Teenagers are frequently detained by the Greek police, with many children ending up, unaccompanied, in police stations and detention facilities around Greece - held for not possessing proper documents.

"The authorities undertake certain medical exams to confirm if someone is underage. This is of course problematic. Then they take the role of a so-called 'protector', and with this excuse detain underage migrants," lawyer Evgenia Kouniaki tells The New Arab.

The plight of asylum seekers - who have escaped enduring wars, regional conflicts and political persecution - is another controversy.

During our visits we met refugees from Syria, Iraq, Afganistan, Iran, Congo, and Somalia.

"No one explains to us anything - I don't know even why I am here," the woman from Iraq complains to us.

The lack of legal support and interpretation services are the tip of the iceberg of the inhuman and desperate situation here in Greek detention facilities.

Without legal help and no one to monitor detention conditions, migrants end up detained for months.

"Many of them have no contact with their families, as for this they need a telephone card and money to buy it. As a consequence, they stay lost and miserable," Tsouni explains.

Greek detention facilities are run exclusively by police authorities. They continue to make determinations over the continuing detention of asylum applicants.

"In some cases we noticed that police authorities are enforcing the detention measure, despite the previous ineffective detention," Aitima reports.

The inmates at Petrou Ralli have been let down by the left-wing government, say activists [Katja Lihtenvalner]



Syriza swallowing promises

It was just two years ago when the mainly left-wing Greek government took power and Minister for Public Order Yannis Pannousis assured: "Detention centres - we are finished with them!"

At the time, nearly 7,000 migrants were released from the detention facilities. Only a few hundred remained.
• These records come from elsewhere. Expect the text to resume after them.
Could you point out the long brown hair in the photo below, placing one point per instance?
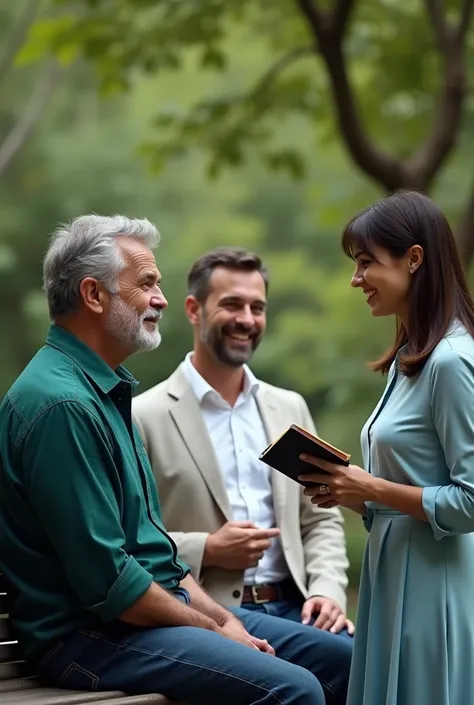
(439, 293)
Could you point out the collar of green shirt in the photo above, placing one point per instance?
(92, 364)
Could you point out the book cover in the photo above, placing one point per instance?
(283, 454)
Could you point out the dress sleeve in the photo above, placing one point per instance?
(450, 508)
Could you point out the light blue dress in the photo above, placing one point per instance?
(414, 642)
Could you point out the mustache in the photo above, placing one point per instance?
(152, 314)
(239, 328)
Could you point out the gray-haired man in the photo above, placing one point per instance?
(101, 599)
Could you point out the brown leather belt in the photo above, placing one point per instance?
(259, 594)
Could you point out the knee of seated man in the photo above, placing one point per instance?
(298, 686)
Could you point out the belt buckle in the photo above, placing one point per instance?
(256, 599)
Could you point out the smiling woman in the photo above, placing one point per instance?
(415, 626)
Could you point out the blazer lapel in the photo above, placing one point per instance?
(186, 414)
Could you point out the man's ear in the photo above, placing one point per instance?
(192, 308)
(93, 295)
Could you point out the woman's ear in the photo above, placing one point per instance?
(415, 258)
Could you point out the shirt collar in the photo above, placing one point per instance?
(89, 361)
(201, 388)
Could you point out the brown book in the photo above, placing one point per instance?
(284, 453)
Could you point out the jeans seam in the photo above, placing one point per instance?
(49, 654)
(125, 645)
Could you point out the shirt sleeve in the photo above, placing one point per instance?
(73, 486)
(450, 508)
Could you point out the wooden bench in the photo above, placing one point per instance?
(19, 687)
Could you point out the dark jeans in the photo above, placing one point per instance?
(203, 668)
(286, 609)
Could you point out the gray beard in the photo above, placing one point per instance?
(128, 327)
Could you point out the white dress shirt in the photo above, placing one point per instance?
(238, 436)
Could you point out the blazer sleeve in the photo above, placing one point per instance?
(324, 542)
(450, 507)
(190, 544)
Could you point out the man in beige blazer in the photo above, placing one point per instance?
(249, 534)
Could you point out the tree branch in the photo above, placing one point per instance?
(22, 130)
(382, 167)
(341, 16)
(17, 36)
(425, 163)
(280, 64)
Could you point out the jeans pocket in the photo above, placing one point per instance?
(76, 677)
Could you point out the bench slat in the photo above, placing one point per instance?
(15, 684)
(149, 699)
(9, 652)
(4, 629)
(11, 670)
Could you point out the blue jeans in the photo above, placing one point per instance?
(201, 667)
(287, 610)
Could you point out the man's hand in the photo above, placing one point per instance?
(330, 616)
(234, 630)
(237, 545)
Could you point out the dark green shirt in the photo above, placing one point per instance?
(80, 524)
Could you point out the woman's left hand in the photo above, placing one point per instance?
(348, 486)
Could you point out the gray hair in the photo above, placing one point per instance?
(87, 247)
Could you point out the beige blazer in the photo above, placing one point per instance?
(194, 500)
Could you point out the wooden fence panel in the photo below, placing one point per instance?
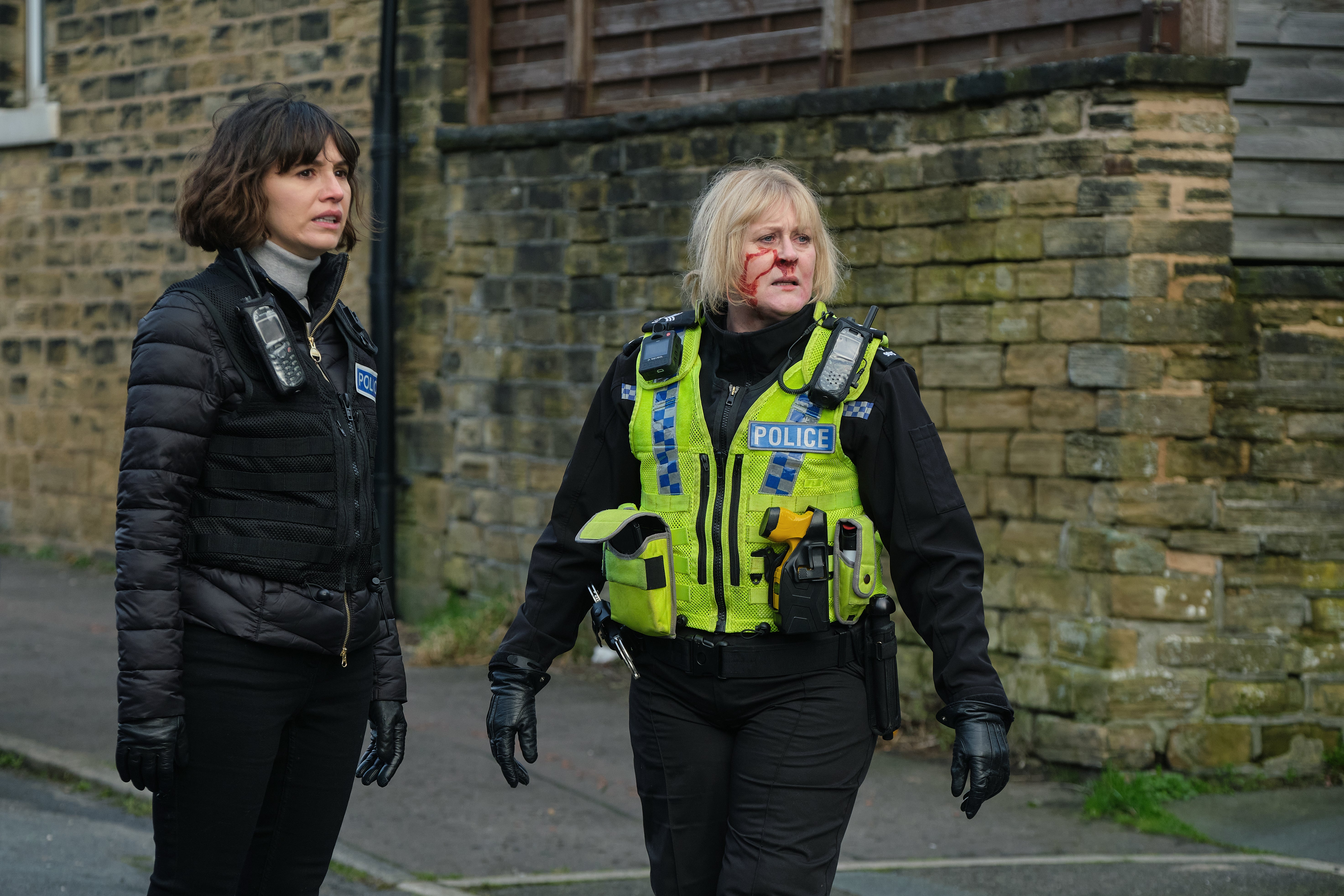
(535, 60)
This stopped a year ago when the refugee influx swamped Greece and the northern border started to close down.

Suddenly, there were a large number of people on the mainland - both inside and outside the camps - who lacked legal documents. The authorities found themselves unprepared, and the system of detention, which left-wing Syriza sternly criticised while in opposition, became convenient once more.

Requests for comment on this investigation made to Greece's Ministry For Public Order, responsible for migrants, refugees and asylum seekers, went unanswered by time of publication.

"Migrants are still detained for an unpredictable period of time, despite government promises. If police authorities decide, for any reason, to keep a migrant detained, they charge them on public order grounds," said Kouniakis.

Detained arrivals in Greece are completely exposed to the whims of police authorities - and new detention facilities appear unlikely to bring any changes.

"Newly built closed-type pre-departure centres on the islands will have only one goal: to detain migrants before their deportation to Turkey or their country of origin," concludes Kouniakis. "This is of course, seriously troubling."